Ask a professional desk the same question and they'll answer with three numbers.
Those three numbers are the foundation of how serious institutional traders evaluate every single position. They're not magic. They're not secret. But almost no retail trader uses them — which is a big part of why retail traders lose money.
The three numbers
For every position a professional desk considers, they want to know:
- Where do I get in? The entry price.
- Where am I wrong? The invalidation price — the level that proves the idea was bad.
- Where am I right? The target — the level the position needs to reach for the trade to make sense.
That's it. Three numbers. Entry, invalidation, target. No professional desk takes a position without knowing all three before they click buy.
Why this matters more than you think
When you only know the entry price, you can't really do anything. You can hope. You can panic. You can keep watching. But you can't make a decision because you have no reference points.
When you know all three numbers, you've already made the only decision that matters. Before the trade is even live, you know:
- Exactly when you'll exit if it goes wrong.
- Exactly what success looks like.
- How much you stand to lose vs. how much you stand to gain.
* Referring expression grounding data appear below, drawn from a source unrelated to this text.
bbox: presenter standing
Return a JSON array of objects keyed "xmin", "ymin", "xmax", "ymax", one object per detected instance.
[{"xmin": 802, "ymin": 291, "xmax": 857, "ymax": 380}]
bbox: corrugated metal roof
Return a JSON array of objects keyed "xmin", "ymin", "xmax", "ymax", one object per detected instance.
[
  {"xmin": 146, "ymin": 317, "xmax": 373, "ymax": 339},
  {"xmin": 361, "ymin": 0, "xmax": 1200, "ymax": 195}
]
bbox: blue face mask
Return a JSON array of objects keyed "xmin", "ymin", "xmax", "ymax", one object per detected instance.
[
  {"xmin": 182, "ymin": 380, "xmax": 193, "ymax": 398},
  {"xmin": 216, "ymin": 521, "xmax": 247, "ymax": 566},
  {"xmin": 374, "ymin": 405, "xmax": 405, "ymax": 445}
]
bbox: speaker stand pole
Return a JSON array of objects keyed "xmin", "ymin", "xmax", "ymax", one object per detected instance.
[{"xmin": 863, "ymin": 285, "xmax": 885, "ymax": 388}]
That last point is what professionals call risk-reward. If you can lose $1 to potentially make $3, that's a 1:3 risk-reward. If you can lose $1 to potentially make $0.50, that's terrible — even if you think the trade is "obvious."
Professionals don't ask "will this work." They ask "what happens if it doesn't."
Sizing the position
Once you know the three numbers, there's a fourth thing professionals figure out before anything else: how big the position should be.
The rule most desks use is simple. Decide ahead of time how much of your account you're willing to lose if the trade is wrong. A common rule is 1% — meaning the maximum loss on any single position is no more than 1% of total capital.
Then size the position so the distance between your entry and your invalidation matches that 1%. If you're wrong, you lose 1%. If you're right, you make a multiple of that.
Decide what you're willing to lose first. Size the position to match. Then let the market do what it's going to do.
What this looks like inside Sentinel
Every setup the engine surfaces — and every setup the desk approves — comes with the three numbers attached. You see the entry, the invalidation, and the target on your dashboard. You see what the desk concluded about the risk-reward.
That doesn't tell you what size to take or whether to take the position at all. That's your call. Your account, your name, your control. But the structure of the setup is laid out the same way a professional desk would lay it out for itself.
The point of decision support isn't to make decisions for you. It's to give you the same reference points the professionals use, so the decision you make is a better one.
Entry, invalidation, target. Three numbers. Every position. Before you click buy. If you can't fill in all three, you don't have a trade — you have a guess.